Lena Dunham was also a household name at that time. My housemate and I would binge episodes of Girls regularly, in awe of her character Hannah’s ability to get her clothes off at any available opportunity, showcasing her non-mainstream but normal body-type. The backlash that Lena had experienced for displaying her non-airbrushed naked body on prime-time tv was surpassed only by the outrage at her account of her own rape in her book ‘Not That Kind of Girl’. Not only was all of this a blatant expression of sexism, but victim blaming at its worst. This was the first time I really understood the sexualisation of women in the media, and I only admired Lena more for putting her naked body out in the world as a ‘fuck-you’ to the patriarchy. I’d be lying if I said I wasn’t confronted by the account of rape in her book, mainly because I realised that her story was so normal. I spoke at length with my closest girlfriends, many of whom had very similar stories to tell. The sadness that I felt was almost overwhelming, sexism was so engrained in all of us that we felt as though we couldn’t say no even when our brains were screaming it at us.

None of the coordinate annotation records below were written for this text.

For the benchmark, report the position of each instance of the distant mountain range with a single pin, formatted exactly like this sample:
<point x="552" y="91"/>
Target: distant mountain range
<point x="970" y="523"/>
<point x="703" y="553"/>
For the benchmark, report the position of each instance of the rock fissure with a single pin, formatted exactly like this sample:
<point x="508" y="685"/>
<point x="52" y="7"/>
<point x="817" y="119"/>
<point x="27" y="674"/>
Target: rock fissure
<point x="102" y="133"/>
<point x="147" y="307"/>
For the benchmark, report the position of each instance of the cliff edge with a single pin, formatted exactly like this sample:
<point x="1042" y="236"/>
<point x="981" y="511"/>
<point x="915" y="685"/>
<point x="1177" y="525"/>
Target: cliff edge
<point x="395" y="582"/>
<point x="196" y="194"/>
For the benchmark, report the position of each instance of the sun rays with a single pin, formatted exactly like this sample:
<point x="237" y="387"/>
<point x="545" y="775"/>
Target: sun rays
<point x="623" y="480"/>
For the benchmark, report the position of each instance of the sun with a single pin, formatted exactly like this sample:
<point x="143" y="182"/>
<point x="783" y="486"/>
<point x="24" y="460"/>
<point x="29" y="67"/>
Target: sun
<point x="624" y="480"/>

In late 2014 Emma Watson made her speech to the UN on the ‘He for She’ campaign, a movement focussed on the education and empowerment of men and boys about equality between the sexes. Emma continued to be a consistent campaigner for women’s rights and I admired her approach of education and thought-provoking conversation. In listening to Emma’s UN speech, I broadened my understanding of how to approach feminism in conversation. Unfortunately, not only many men, but some women also don’t identify with feminism because of our social conditioning, and I learned that having an educated conversation and listening to varying points of view was much more effective that simply thrusting your point of view down someone’s throat (surprise, surprise!). One of the other qualities I continue to admire about Emma is her ability to be self-aware, more recently acknowledging her white-privilege when approaching feminism and the more significant challenges women of colour have than white women. I am realising that my understanding of feminism, like many of my core values and beliefs, is ever-evolving. The ability to analyse your beliefs, be open-minded, and forever learning enables me to not only be a better feminist, but a better human.

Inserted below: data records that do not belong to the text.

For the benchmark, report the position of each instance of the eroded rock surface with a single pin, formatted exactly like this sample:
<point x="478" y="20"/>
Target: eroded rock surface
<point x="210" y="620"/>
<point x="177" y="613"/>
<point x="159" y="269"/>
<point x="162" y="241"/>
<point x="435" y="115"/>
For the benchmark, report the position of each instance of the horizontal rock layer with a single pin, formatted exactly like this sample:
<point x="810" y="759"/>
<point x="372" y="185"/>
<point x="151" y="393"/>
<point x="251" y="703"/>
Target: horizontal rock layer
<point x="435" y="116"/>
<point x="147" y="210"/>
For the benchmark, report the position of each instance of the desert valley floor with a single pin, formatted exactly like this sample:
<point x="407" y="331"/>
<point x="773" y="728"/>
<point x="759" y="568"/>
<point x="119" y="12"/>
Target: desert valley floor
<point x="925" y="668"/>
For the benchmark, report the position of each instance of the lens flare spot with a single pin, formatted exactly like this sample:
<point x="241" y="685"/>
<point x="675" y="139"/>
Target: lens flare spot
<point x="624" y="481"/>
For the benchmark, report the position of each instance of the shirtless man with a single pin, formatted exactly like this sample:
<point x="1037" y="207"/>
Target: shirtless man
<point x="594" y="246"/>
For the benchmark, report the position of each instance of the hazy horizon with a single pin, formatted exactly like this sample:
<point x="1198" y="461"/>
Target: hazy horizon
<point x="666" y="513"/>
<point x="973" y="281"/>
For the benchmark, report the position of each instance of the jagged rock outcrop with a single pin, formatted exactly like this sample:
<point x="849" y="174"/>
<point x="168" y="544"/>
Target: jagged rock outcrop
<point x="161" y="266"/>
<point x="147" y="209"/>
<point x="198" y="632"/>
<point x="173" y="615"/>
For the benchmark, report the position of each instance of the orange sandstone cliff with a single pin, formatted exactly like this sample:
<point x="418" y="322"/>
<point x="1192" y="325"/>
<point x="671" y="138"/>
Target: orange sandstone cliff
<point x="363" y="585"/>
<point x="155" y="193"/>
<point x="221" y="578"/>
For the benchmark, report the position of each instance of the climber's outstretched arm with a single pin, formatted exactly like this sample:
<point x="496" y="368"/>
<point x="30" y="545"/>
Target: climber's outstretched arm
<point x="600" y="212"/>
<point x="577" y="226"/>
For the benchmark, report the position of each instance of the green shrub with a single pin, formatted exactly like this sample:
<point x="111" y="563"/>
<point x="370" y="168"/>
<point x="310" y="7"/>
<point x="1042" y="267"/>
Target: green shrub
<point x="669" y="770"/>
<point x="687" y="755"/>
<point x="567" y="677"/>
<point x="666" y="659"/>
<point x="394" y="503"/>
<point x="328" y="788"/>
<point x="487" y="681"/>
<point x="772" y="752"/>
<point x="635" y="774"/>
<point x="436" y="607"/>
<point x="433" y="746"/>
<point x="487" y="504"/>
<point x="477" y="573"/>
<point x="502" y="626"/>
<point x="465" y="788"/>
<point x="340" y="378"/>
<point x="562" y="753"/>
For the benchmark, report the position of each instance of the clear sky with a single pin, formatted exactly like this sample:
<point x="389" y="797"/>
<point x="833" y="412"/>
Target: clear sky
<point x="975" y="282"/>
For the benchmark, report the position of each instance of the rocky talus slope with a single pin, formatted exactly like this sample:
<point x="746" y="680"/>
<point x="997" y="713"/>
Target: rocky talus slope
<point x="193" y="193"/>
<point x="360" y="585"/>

Whilst I have always been a feminist, my journey to understanding what that means has been long and continues to evolve. Through my experiences I can’t emphasise enough how important it is for people with a large social platform to support this cause – without them I’m not sure I would have felt the confidence or camaraderie to proudly identify as a feminist. This conversation is so important to not only educate, but to create a cultural shift. Women are advancing so quickly, empowering themselves to say no to sexism. It is now up to our men to educate themselves to make a shift in their thinking. Feminism is not a movement where women hate men and want them extinct. Feminism is simply another word for equality. As humans in this world we should be celebrating our differences, acknowledging what makes other people special and honouring that, rather than scrutinising. I owe my feminism to my parents, my sister, my inspiring girlfriends, and my honorary BFFs: Beyonce, Lena Dunham, Emma Watson, and Chimamanda Ngozi Adiche – without all of you I might still standing in the shadows, afraid to stand up and speak up for the equality that we all believe in and deserve.